Operazioni politicamente quanto umanamente necessarie, soprattutto quando ci si muove tra la crisi della politica e quindi della diplomazia. Bergoglio è arrivato sul soglio di Pietro in quella che padre Spadaro, riprendendo l’articolo di Paul Elie sul «New York Times», definisce «l’epoca degli uomini forti: Xi Jinping in Cina, Vladimir Putin in Russia, Viktor Orbán in Ungheria e Donald Trump negli Stati Uniti». Nel mezzo, «un’Europa addormentata, invecchiata, un po’ chiusa in se stessa».
L’era del bipolarismo è finita. Oggi gli interessi e gli attori in campo sono molteplici. Dai diritti umani all’energia, da Washington a Pechino passando per Bruxelles, Mosca, Taipei, Tokyo. Perciò, nella seconda parte del volume, l’autore allarga lo sguardo al conflitto tra Russia e Ucraina, al Medio Oriente, ad Amazzonia, Kazakhstan e Bahrein.
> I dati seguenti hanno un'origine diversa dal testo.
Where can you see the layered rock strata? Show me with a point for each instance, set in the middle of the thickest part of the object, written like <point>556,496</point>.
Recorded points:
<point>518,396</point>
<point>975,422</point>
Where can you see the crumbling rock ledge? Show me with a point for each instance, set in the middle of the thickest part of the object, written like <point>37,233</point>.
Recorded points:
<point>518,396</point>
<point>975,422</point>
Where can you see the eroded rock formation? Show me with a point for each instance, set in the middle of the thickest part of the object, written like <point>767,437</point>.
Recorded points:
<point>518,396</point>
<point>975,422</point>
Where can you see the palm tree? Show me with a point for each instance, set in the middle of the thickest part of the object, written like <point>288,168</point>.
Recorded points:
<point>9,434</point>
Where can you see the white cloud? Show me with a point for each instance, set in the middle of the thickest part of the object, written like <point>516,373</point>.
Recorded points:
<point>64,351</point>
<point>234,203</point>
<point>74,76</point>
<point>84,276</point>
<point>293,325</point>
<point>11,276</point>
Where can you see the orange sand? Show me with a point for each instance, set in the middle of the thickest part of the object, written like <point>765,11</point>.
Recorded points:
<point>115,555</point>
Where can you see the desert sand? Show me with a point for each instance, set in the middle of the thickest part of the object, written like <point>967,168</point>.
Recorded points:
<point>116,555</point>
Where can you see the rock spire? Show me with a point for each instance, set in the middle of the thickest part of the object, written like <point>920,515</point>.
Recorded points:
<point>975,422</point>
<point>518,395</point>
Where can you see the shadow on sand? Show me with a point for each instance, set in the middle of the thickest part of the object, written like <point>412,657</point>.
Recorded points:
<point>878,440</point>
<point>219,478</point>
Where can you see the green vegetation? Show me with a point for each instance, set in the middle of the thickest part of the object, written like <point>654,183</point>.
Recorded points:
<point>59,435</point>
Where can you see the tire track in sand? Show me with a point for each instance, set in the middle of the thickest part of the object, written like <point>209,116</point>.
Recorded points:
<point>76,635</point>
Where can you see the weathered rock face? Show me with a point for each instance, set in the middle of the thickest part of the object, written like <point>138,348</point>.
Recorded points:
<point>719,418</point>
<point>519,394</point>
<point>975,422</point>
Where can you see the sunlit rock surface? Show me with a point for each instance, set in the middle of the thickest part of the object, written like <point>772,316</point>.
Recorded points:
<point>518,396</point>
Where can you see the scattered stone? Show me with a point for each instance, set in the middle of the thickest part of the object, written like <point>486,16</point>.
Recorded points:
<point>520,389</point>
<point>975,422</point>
E al «desiderio della Cina», all’accordo del 22 settembre 2018, da intendere come «armonia di note» e «incipit di una composizione tutta da sviluppare». Mancano poi ideali di riferimento perché «grandi parole quali democrazia, libertà, giustizia e unità hanno perso la pienezza del loro significato».
Eppure, di fronte a tutto ciò, Spadaro osserva come «Francesco ha una visione evangelicamente dialettica della storia: è come se dicesse che se non c’è crisi non c’è vita». Inoltre, «ritiene che la cultura abbia valore di verbo più che di sostantivo: aprire, integrare, moltiplicare, condividere, dialogare, dare e ricevere». Una speranza rafforzata dal «tipico amore del cristiano: non quello per il prossimo, ma quello per il nemico», ha osservato il cardinale Segretario di Stato Pietro Parolin durante la presentazione del libro, avvenuta lo scorso 13 marzo nella sede di «Civiltà Cattolica».
Pensieri che ben si incontrano con i quattro principi con cui Antonio Spadaro conclude il suo Atlante di Francesco: «Il tempo è superiore allo spazio, l’unità prevale sul conflitto, la realtà è più importante dell’idea, il tutto è superiore alla parte». Non disporre di soluzioni, ma accompagnare processi. Ecco, il senso della diplomazia vaticana. Ecco, il trionfo della misericordia.